O Rio Juruá, em Cruzeiro do Sul, marcou 13,43 metros nesta quarta-feira (4), conforme a Defesa Civil Municipal. O nível é o mesmo registrado desde a manhã de terça-feira (3), às 9h, indicando estabilidade momentânea do manancial. Apesar disso, a tendência ainda é de elevação.

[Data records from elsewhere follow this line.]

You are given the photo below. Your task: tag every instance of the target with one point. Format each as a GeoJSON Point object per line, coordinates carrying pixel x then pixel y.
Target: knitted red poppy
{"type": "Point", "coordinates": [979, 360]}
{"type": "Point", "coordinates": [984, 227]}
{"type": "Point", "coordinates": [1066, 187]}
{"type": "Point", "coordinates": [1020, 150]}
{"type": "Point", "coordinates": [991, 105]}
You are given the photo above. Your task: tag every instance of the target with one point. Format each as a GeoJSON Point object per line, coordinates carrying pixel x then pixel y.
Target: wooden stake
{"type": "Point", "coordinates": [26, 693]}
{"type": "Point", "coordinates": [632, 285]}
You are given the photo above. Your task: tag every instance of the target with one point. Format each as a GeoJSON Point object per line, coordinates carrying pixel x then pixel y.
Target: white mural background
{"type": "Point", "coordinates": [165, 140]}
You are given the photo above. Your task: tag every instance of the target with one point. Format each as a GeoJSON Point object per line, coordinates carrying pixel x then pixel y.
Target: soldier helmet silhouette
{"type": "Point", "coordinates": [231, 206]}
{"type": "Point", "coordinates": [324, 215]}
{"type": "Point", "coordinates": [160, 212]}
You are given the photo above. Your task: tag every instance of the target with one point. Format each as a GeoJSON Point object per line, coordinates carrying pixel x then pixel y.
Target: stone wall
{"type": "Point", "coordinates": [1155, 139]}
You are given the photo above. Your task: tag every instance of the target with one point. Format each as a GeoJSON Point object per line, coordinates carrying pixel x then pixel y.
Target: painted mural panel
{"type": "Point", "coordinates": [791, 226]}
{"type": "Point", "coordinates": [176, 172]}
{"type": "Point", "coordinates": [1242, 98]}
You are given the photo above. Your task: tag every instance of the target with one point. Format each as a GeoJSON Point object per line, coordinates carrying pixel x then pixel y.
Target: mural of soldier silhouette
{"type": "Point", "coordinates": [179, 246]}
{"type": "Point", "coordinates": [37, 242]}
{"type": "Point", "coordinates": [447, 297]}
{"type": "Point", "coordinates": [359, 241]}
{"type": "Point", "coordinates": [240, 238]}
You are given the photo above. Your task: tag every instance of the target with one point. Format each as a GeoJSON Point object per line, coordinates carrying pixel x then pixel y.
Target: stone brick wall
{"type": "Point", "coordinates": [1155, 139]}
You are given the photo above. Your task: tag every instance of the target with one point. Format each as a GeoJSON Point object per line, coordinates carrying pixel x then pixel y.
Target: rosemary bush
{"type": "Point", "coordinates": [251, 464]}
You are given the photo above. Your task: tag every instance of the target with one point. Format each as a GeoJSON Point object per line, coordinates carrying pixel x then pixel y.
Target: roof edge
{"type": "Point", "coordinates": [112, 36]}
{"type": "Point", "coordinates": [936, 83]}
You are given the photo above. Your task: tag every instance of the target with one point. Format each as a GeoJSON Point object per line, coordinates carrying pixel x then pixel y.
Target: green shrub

De acordo com o coordenador da Defesa Civil Municipal, Júnior Damaceno, a expectativa de subida está relacionada à chegada das águas provenientes dos municípios de Porto Walter e Marechal Thaumaturgo. “O rio está estabilizado desde ontem, mas a tendência é de subir hoje ainda, porque a água de Porto Walter e de Marechal Thaumaturgo vai chegar até aqui”, explicou.

Desde a terça-feira, a Defesa Civil, em conjunto com o Corpo de Bombeiros, passou a realizar a medição do nível do Rio Juruá por meio de uma régua instalada no bairro da Várzea, em Cruzeiro do Sul. A medida foi adotada devido a falhas, inconsistências e oscilações nas leituras do aplicativo HidroWeb, administrado pela Agência Nacional das Águas (ANA).

Segundo o coordenador de desastres da Defesa Civil de Cruzeiro do Sul, Iranilson Neri, a diferença entre a régua física e o sistema chegou a 13 centímetros. “Diante disso, optamos pela medição direta por meio da régua”, afirmou.